Мои слова, кажется, доходят до Скотта, потому что он отпускает Фишера. Доктор соскальзывает вдоль стены на пол, судорожно хватаясь руками за помятое горло и со свистом дыша. Бен опускается рядом с ним на колени, проверяет, в порядке ли он.

Гарри извивается у меня на руках, хочет, чтобы я поставила его на пол.

– Папа! – кричит он, после чего вырывается из моих рук, подбегает к полузадушенному отцу, обнимает его и прячет лицо у того на груди. – Папочка, почему они кричат на тебя? Почему ты дрожишь? – Его слова прерываются рыданиями, и меня охватывает раскаяние за то, что наше появление здесь принесло маленькому мальчику столько горя. Но у нас не было выбора: я должна узнать правду.

Джеймс тоже начинает всхлипывать. Он обнимает Гарри обеими руками и целует его в макушку.

– Хорошо, я все расскажу, – говорит, точнее, шепчет он нам со Скоттом. – Я все вам расскажу.

Глава 34

Карли подходит и встает рядом со мной, растирая запястья и вращая плечами. Надо бы спросить, как у нее дела, но у меня язык прилип к гортани. Это шок, страх перед тем, что вот-вот скажет нам доктор Фишер.

– Может быть, я пока отведу Гарри вниз? – спрашивает Бен, подходя к малышу, который буквально вжался в тело отца. – Гарри? Пойдем вниз, поиграем во что-нибудь? Хочешь показать мне свою комнату?

– Я не хочу уходить! – кричит ребенок. – Я хочу остаться с папой.

– Ты, кажется, говорил, что любишь поезда? – заходит Бен с другой стороны. – А у тебя есть хорошие, такие, чтобы ты мог показать их мне?

– Покажи ему свои поезда, Гарри, – бормочет Джеймс, отрывая от себя сына.

– Я не хочу уходить! – скулит малыш.

– Гарри, – говорит хозяин дома, и его голос звучит строго, несмотря на появившуюся в нем хрипотцу.

Мальчик встает. По его щекам бегут слезы, нижняя губа дрожит, но взять себя за руку он Бену все же позволяет.

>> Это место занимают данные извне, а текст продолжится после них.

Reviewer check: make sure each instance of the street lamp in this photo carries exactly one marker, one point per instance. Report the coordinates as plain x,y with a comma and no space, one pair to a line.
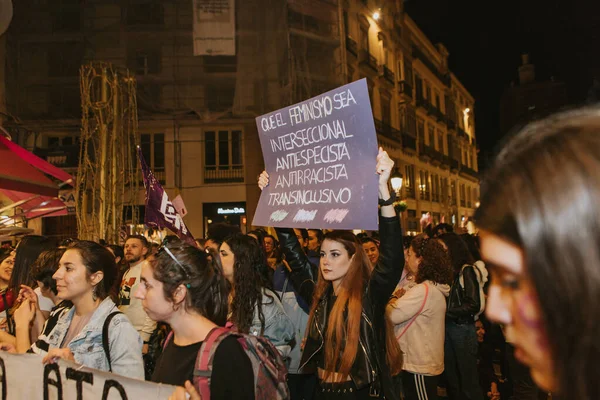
396,180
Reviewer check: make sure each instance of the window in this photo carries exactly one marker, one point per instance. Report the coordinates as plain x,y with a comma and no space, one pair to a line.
424,193
364,38
453,192
386,110
409,179
408,76
219,97
64,59
440,141
144,62
431,135
421,130
153,150
469,203
223,156
145,13
435,188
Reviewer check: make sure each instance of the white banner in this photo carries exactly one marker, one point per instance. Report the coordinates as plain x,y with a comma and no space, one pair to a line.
214,27
23,376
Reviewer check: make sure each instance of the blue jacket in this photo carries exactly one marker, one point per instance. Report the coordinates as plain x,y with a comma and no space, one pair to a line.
125,343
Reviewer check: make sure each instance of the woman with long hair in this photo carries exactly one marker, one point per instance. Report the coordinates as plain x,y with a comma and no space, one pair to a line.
460,350
85,275
185,288
253,306
419,318
539,226
349,342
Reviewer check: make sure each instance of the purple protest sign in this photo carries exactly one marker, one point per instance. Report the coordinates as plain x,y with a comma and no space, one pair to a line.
320,156
160,212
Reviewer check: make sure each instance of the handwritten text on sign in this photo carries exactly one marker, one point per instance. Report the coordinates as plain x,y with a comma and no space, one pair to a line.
23,376
320,156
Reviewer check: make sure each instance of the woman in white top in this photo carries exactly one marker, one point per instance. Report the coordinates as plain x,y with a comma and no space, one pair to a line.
419,318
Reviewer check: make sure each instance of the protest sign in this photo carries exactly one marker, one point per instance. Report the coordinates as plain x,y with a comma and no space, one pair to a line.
160,211
320,156
23,376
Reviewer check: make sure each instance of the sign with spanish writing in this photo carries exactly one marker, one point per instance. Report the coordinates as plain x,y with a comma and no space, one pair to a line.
321,156
23,376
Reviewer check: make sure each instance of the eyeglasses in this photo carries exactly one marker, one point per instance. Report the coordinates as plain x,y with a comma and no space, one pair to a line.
166,250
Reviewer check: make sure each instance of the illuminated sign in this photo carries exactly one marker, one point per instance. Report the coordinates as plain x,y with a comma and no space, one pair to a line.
235,210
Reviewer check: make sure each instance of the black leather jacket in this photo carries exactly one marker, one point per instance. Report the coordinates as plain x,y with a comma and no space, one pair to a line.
370,366
464,303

– Пошли, Карли, – командует мой босс, поворачиваясь к журналистке. – Ты тоже с нами.

– Я остаюсь здесь, послушаю, что он скажет, – отвечает она.

– Нет, ты идешь с нами. Пошли, – настаивает Бен.

– Ни за что. Никуда я не…

– Пожалуйста, Карли, – прошу ее я. – Наша договоренность по-прежнему остается в силе, но этот разговор должен пройти только между мной, Скоттом и доктором Фишером. Хорошо?

Нехотя соседка все же выполняет мою просьбу и угрюмо плетется следом за Беном и Гарри.

Когда их шаги затихают на лестнице, Фишера, который по-прежнему сидит на полу, начинает бить дрожь. Он плачет.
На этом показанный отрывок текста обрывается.